U.S. Air Force Lt. Col. James Merriman, a bioenvironmental engineer and Staff Sgt. Kimberly Backmon, a bioenvironmental technician with the 169th Medical Group at McEntire Joint National Guard Base, South Carolina Air National Guard, trains with the new portable FLIR G510 Gas Chromatograph Mass Spectrometer system March 12, 2019. The team of Swamp Fox bioenvironmental engineers was selected to field-test the latest equipment that detects chemical hazards in emergency situations. (U.S. Air National Guard courtesy photo)

169th Medical Group, Bioenvironmental Engineering Flight

U.S. Air Force Lt. Col. James Merriman, the 169th Medical Group bioenvironmental engineer at McEntire Joint National Guard Base, South Carolina Air National Guard, trains with the new portable FLIR G510 Gas Chromatograph Mass Spectrometer system March 12, 2019. The team of Swamp Fox bioenvironmental engineers was selected to field-test the latest equipment that detects chemical hazards in emergency situations. (U.S. Air National Guard courtesy photo)

169th Medical Group, Bioenvironmental Engineering Flight

U.S. Air Force Staff Sgt. Kimberly Backmon, a bioenvironmental technician with the 169th Medical Group at McEntire Joint National Guard Base, South Carolina Air National Guard, trains with the new portable FLIR G510 Gas Chromatograph Mass Spectrometer system March 12, 2019. The team of Swamp Fox bioenvironmental engineers was selected to field-test the latest equipment that detects chemical hazards in emergency situations. (U.S. Air National Guard courtesy photo)

MCENTIRE JOINT NATIONAL GUARD BASE, S.C.– The South Carolina Air National Guard’s 169th Medical Group Bioenvironmental Engineering Flight at McEntire Joint National Guard Base, has a reputation for being number one. In addition to being awarded the 2017 Biomedical Science Corps Small Team of the Year, the team of five Swamp Foxes was the first choice from a selection of units to field-test the latest equipment that detects chemical hazards in emergency situations.

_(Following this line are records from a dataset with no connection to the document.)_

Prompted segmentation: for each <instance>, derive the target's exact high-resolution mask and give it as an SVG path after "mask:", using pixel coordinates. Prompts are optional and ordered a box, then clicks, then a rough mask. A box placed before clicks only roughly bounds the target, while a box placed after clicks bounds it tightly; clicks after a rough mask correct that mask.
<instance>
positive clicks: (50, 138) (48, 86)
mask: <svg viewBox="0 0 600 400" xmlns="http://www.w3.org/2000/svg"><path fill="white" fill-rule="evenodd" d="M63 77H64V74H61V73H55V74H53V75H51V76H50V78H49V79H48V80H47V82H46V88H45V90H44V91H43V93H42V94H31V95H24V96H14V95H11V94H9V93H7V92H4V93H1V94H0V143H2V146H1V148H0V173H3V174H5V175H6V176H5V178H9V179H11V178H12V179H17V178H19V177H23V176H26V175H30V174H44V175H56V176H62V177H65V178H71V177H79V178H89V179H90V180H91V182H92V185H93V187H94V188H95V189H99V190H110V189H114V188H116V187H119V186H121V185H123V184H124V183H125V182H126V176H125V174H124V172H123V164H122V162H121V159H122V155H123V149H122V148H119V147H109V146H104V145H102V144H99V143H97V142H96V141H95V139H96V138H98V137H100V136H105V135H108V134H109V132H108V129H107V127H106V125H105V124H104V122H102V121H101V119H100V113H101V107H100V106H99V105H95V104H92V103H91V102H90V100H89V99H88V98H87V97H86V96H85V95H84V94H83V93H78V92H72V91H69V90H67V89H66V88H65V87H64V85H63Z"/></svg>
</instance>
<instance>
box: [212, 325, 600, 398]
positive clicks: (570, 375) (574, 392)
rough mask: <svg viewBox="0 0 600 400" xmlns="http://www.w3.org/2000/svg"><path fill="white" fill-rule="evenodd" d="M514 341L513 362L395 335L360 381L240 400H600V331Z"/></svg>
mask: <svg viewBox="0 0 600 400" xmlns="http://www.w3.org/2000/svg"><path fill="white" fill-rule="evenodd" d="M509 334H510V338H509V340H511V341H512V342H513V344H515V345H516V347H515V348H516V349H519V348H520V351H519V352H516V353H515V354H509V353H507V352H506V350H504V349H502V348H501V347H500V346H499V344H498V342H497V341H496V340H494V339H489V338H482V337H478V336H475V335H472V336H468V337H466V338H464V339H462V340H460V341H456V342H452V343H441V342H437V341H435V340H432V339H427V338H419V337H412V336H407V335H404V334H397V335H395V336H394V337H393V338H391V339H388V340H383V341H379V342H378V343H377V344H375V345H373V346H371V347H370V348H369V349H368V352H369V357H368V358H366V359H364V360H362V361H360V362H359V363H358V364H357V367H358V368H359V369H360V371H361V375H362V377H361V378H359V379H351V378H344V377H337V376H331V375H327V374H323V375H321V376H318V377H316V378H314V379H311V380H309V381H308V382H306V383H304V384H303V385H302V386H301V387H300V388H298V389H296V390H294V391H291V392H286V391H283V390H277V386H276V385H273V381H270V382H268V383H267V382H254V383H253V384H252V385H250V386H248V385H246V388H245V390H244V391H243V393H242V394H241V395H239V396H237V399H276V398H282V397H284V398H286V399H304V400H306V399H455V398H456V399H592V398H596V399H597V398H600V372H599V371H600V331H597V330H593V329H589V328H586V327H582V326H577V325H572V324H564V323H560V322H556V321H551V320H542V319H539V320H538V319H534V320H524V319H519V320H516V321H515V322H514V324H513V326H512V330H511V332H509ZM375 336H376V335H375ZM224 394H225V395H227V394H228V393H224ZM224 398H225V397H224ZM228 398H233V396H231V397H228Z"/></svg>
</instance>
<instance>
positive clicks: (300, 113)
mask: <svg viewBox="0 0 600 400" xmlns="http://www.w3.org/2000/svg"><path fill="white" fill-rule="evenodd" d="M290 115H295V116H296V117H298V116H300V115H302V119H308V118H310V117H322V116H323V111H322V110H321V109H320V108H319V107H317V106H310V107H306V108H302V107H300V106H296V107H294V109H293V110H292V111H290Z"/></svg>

The new portable FLIR G510 Gas Chromatograph Mass Spectrometer system gives the Swamp Fox bioenvironmental responders the ability to quickly and easily identify chemical hazards at the site of interest, according to Lt. Col. James Merriman, the 169th Medical Group Bioenvironmental Engineer.

With this new detection equipment, responders are able to analyze volatile organic compounds in all phases of matter (liquid, solid, vapor) quickly, during emergency missions, allowing the team to take immediate action and mitigate chemical threats.

“The initial impression is that this system will be quicker to set up, deploy and gather sampling data,” said Senior Master Sgt. Mitch Campbell, the 169th MDG noncommissioned officer in charge of bioenvironmental engineering.

The Swamp Fox bioenvironmental team trains with the latest technology to systematically and proactively identify health hazards, assess their potential risks to health and determine appropriate control measures to protect the health and well-being of Airmen.

“This is an honor the team embraces and will do their best to meet any new challenges,” said Merriman.

The Swamp Fox bioenvironmental team received initial training on the new detection system equipment March 12, experiencing first-hand the speediness and efficiency during multiple response scenarios.

The bio team will conduct local exercises, scenarios, and response training to enhance, test and validate the new equipment. Their analysis will provide feedback, recommendations, and suggestions to National Guard Bureau on the FLIR G510 GCMS equipment and operations.